V. Distributizm: Alternatif Bir Ekonomik Model

Chestertonın düşünce dünyasının en özgün katkılarından biri, Hilaire Belloc ile birlikte geliştirdiği distributizm teorisidir. The Outline of Sanity (1926) adlı eserinde detaylı olarak açıkladığı bu ekonomik model, hem kapitalizme hem de sosyalizme alternatif bir üçüncü yol önerir. Distributizm, mülkiyetin mümkün olduğunca geniş kitlelere dağıtılmasını savunur.

Chesterton, Whats Wrong with the World (1910) adlı eserinde şöyle yazar: Büyük iş adamları bize rekabeti över ama tekelleşmeyi tercih eder. Küçük dükkan sahibi ise gerçekten rekabet eder. Bu gözlem, distributizmin temel argümanını özetler. Chestertona göre gerçek özgürlük, ekonomik bağımsızlıkla mümkündür ve bu ancak küçük mülkiyetin yaygınlaşmasıyla sağlanabilir.

VI. Modern Dünyaya Karşı Direniş ve Miras

Chestertonın düşünce sistemi, modernizme karşı tutarlı bir direnişi temsil eder. The Everlasting Man (1925) adlı eserinde, evrimci tarih anlayışına karşı insanın biricikliğini savunurken, Eugenics and Other Evils (1922) adlı kitabında dönemin popüler öjeni hareketine karşı insanlık onurunu savunur.
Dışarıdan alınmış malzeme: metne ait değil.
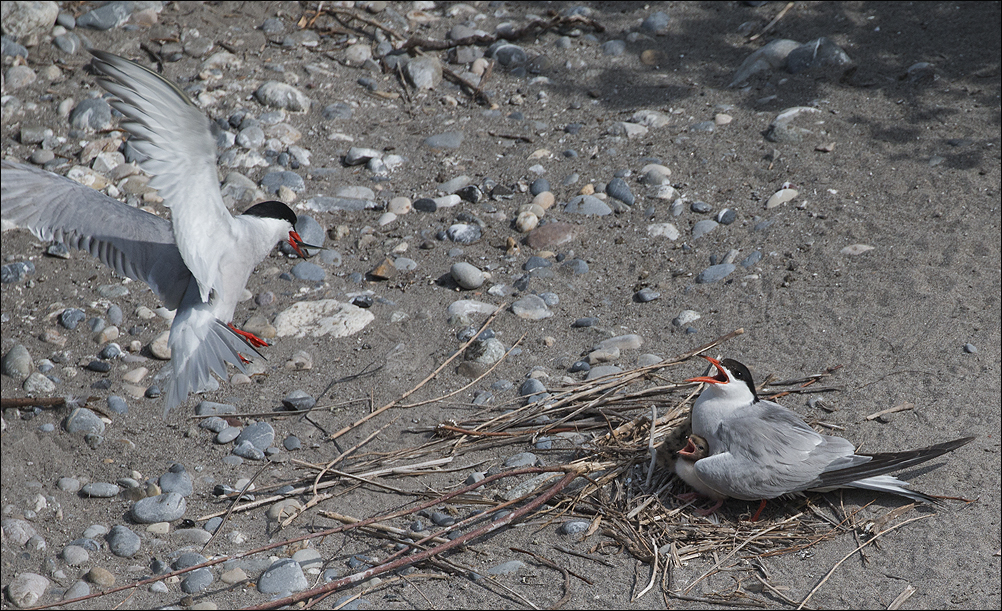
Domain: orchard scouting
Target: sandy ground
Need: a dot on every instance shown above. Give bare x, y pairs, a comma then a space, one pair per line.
914, 172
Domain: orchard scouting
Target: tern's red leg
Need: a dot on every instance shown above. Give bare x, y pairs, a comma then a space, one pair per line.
252, 339
710, 510
692, 496
755, 518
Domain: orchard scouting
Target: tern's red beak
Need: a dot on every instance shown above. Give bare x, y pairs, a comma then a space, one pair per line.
688, 450
720, 378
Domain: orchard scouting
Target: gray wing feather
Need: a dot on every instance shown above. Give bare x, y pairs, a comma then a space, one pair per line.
134, 243
174, 135
199, 344
770, 452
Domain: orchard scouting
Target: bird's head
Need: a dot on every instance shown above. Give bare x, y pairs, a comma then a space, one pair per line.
732, 381
283, 213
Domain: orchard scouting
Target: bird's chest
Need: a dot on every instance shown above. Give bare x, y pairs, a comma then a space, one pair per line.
707, 414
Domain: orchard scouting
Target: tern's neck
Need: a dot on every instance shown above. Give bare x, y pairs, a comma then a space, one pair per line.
714, 405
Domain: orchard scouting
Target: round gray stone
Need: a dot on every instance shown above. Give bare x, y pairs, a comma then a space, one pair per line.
163, 508
83, 421
260, 435
122, 541
284, 576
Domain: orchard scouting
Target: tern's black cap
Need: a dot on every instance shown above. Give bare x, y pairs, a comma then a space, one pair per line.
273, 209
740, 374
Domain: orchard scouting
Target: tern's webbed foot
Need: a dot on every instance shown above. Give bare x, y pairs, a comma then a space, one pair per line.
248, 337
Chestertonın mizahı ve paradoksal düşünce tarzı, bu direnişin etkili araçları olarak işlev görür. Tremendous Trifles (1909) adlı denemeler kitabında şöyle yazar: Hayatın en büyük dersi, küçük şeylerin büyük olduğudur. Büyüklük ve ilerleme takıntısına karşı bir eleştiri niteliğindeolan diğer tüm tartışmaları ile ortak noktası bulunan bu söylem, neredeyse Chesterton’ın dini ve felsefi tutumunu en içten bir şekilde yansıtan ifadelerinden biri kabul edilir.

Chestertonın düşünce mirası, günümüz dünyasının sorunlarına ışık tutabilecek zenginliktedir. Özellikle ekonomik temerküz, ekolojik kriz ve kültürel yabancılaşma gibi sorunlar karşısında, onun distributizm teorisi ve kültürel eleştirileri yeni bir anlam kazanmaktadır.

T.S. Eliotın dediği gibi: Chesterton, modern dünyanın en akıllı adamıydı. Dolayısıyla, onun düşünceleri kendinden sonra da etkisini sürdürmüştür. Nitekim günümüzde yerel ekonomiler, sürdürülebilir topluluklar ve alternatif ekonomik modeller üzerine tartışmalar, Chestertonın öngörülerinin haklılığını teyit eder niteliktedir. Ayrıca muhafazakâr siyasetin temel taşlarından, hatta kanon olarak görülen eserleri, kendinden sonraki muhafazakâr düşünürleri oldukça etkilemiştir.